Of course, the demolition of the Babri masjid, the pogroms against Muslims, the deaths of tens of thousands of Kashmiris at the hands of the Indian security forces, or indeed, India, under Hindutvadi influence, joining what Al-Quaida dubs the “Crusader-Zionist alliance”, in no way justifies what the terrorists have done in Mumbai. Nevertheless, it is time to pose the question as to why young men in the prime of their lives choose to carry out brutal acts of vengeance, organised but senseless acts of violence, which they perceive as the only possible means of redressing deeply felt injustice, knowing full well that, as a consequence, a macabre death awaits them. Upon an honest answer to this question by the ruling groups rests the prospect of beginning the process of banishing such terror from the face of the earth. Tragically, given the present structure of class power at the national and international levels, even a beginning will, in all probability, not be made. Meanwhile, the cost to humanity — and especially in the most wretched and deeply exploited regions of the world — will continue to escalate.

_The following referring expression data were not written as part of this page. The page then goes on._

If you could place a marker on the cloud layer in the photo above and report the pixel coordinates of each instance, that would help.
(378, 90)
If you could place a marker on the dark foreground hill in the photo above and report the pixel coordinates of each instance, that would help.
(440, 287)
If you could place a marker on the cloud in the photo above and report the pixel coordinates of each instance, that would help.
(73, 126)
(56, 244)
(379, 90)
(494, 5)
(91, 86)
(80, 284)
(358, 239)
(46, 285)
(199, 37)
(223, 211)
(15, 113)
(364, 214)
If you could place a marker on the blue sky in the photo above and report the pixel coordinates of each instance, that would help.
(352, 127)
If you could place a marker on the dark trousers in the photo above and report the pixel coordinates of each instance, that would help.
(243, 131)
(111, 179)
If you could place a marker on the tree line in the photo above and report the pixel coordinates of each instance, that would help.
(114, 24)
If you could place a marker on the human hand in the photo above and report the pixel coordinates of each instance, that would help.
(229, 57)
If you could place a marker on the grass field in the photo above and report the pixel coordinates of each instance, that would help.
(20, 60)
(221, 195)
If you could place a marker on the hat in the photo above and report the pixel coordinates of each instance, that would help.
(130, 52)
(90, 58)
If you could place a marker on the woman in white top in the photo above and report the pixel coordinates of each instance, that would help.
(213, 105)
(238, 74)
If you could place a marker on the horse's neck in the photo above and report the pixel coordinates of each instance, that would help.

1 In the interest of brevity we have simplified the picture. But we need to add the following: The general public mood in the aftermath of the attack is one of shock and horror. There is also a stark realization of a distinct class bias in the treatment accorded to the victims of the attack (and their near-and-dear ones who came to claim the dead bodies or to care for the injured), depending on whether they were the wealthy at the luxury hotels or the “propertyless” at the Chhattrapati Shivaji Terminus railway station.
2 A number of Indian provinces (states) already have in place laws that are a frontal attack on “the rule of law” in this country. For example, in Maharashtra, there is the Maharashtra Control of Organised Crime Act, 1999 (MCOCA), and in Chhattisgarh, the Chhattisgarh Special Public Security Act, 2005.
Bernard D’Mello is deputy editor, Economic & Political Weekly, Mumbai.